I am plotting a tree with rpart.plot::prp()
, much like:
library("rpart.plot")
data("ptitanic")
data <- ptitanic
data$sibsp <- as.integer(data$sibsp) # just to show that these are integers
data$age <- as.integer(data$age) # just to show that these are integers
tree <- rpart(survived~., data=data, cp=.02)
prp(tree, , fallen.leaves = FALSE, type=4, extra=1, varlen=0, faclen=0, yesno.yshift=-1)
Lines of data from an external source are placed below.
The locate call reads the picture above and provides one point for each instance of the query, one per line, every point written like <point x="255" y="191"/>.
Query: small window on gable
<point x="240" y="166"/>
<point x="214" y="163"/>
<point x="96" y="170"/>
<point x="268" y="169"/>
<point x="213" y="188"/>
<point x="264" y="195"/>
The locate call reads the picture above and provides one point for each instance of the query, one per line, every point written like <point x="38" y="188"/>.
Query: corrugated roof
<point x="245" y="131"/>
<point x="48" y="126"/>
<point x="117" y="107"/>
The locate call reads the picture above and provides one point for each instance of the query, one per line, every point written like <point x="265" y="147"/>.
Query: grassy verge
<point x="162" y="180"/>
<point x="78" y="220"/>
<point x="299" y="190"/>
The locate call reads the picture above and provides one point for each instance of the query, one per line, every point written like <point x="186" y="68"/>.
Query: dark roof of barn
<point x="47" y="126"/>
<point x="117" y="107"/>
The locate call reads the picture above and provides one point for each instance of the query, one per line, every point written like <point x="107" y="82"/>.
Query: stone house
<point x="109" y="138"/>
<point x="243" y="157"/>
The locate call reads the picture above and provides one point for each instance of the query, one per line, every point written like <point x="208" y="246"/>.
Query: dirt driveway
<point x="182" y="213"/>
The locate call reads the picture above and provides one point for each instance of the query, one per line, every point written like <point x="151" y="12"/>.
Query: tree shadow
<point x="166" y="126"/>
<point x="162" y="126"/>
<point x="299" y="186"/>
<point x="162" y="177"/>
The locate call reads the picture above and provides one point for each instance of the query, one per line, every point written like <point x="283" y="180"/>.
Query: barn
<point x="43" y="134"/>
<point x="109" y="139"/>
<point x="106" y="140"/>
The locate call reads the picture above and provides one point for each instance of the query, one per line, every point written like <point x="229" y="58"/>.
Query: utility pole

Even though certain variables are integers (age
and sibsp
), rpart
creates a seemingly arbitrary split point, which confuses the viewer. Nobody has 2.5 siblings/spouses aboard -- the logical split is sibsp >= 3
I have looked at split.fun
in this excellent tutorial and ?prp
. Other than using a regex to capture the number, format it properly, and replace it in the label string, I can't think of any solutions within prp
.
A workaround I am considering is to pass a modified tree
(object of class rpart
) where the contents have been rounded. Is it possible to do this by modifying tree$splits
?
Any other ideas?
Version 3.0.0 of the rpart.plot package (July 2018) treats predictors with integer values specially to automatically get the results you want.
So rpart.plot
now automatically prints sibsp >= 3
instead of sibsp >= 2.5
, since it sees that in the training data all values of sibsp
are integral.
Section 4.1 of the vignette for the rpart.plot package has an example.